Fondiaria Sai est dans le collimateur de l’autorité de vigilance

Accusé d’irrégularités liées à ses actionnaires historiques, les Ligresti, l’assureur italien est menacé d’une mise sous tutelle
Dominique Muret, à Milan

Rien ne va plus pour les Ligresti. Cette puissante famille italienne active dans les secteurs de la construction et de l’assurance voit son empire se désagréger au gré des révélations sur les affaires peu transparentes qu’elles a menées ces dernières décennies et des graves problèmes financiers touchant peu à peu ses innombrables sociétés comme dans un jeu de domino. La faillite pour banqueroute prononcée jeudi par le tribunal de Milan à l’encontre de Sinergia et Imco, deux de ses sociétés lestées de 400 millions d’euros de dettes, a ouvert le jeu.

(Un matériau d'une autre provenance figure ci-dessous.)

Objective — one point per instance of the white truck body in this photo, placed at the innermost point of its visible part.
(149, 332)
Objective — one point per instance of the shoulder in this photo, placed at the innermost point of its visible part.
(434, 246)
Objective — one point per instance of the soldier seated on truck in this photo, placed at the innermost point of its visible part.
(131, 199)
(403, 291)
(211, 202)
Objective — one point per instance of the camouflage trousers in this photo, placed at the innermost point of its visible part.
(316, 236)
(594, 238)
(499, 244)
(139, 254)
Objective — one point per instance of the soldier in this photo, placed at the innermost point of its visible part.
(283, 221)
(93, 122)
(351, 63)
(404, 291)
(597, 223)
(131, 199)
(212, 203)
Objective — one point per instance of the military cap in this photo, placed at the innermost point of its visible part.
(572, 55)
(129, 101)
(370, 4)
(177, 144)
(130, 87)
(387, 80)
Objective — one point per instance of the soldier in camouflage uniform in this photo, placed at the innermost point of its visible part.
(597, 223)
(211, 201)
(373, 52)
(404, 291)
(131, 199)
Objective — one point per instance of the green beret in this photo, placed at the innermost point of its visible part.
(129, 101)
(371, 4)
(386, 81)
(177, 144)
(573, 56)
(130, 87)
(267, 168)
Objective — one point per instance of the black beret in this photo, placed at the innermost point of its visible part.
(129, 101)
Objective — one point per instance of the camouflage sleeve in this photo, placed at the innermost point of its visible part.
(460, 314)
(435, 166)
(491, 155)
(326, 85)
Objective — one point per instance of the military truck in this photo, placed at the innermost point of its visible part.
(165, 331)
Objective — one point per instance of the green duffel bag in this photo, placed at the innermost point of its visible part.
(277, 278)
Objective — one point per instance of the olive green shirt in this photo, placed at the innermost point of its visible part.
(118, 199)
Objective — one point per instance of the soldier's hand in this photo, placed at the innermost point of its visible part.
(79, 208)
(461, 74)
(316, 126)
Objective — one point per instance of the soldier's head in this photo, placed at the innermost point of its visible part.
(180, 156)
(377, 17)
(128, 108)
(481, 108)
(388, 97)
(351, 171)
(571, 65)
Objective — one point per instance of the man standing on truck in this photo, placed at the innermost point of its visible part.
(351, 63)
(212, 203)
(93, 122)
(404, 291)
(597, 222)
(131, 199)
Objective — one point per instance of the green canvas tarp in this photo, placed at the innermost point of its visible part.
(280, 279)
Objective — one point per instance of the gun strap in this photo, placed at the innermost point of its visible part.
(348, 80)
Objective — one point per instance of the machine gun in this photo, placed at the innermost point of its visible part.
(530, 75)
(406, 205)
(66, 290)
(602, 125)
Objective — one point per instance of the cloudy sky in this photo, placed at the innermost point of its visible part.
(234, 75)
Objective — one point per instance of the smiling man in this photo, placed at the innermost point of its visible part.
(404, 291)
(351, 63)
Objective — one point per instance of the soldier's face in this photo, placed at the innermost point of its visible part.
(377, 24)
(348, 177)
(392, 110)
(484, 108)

Ces deux sociétés contrôlaient en effet 20% de Premafin, la holding de la famille Ligresti, qui détient à son tour 36% de la compagnie d’assurance Fondiaria-Sai. L’accusation de banqueroute va permettre au procureur en charge de l’enquête d’élargir ses investigations à toutes les entreprises ayant eu à faire avec Sinergia et Imco… dont le groupe d’assurance.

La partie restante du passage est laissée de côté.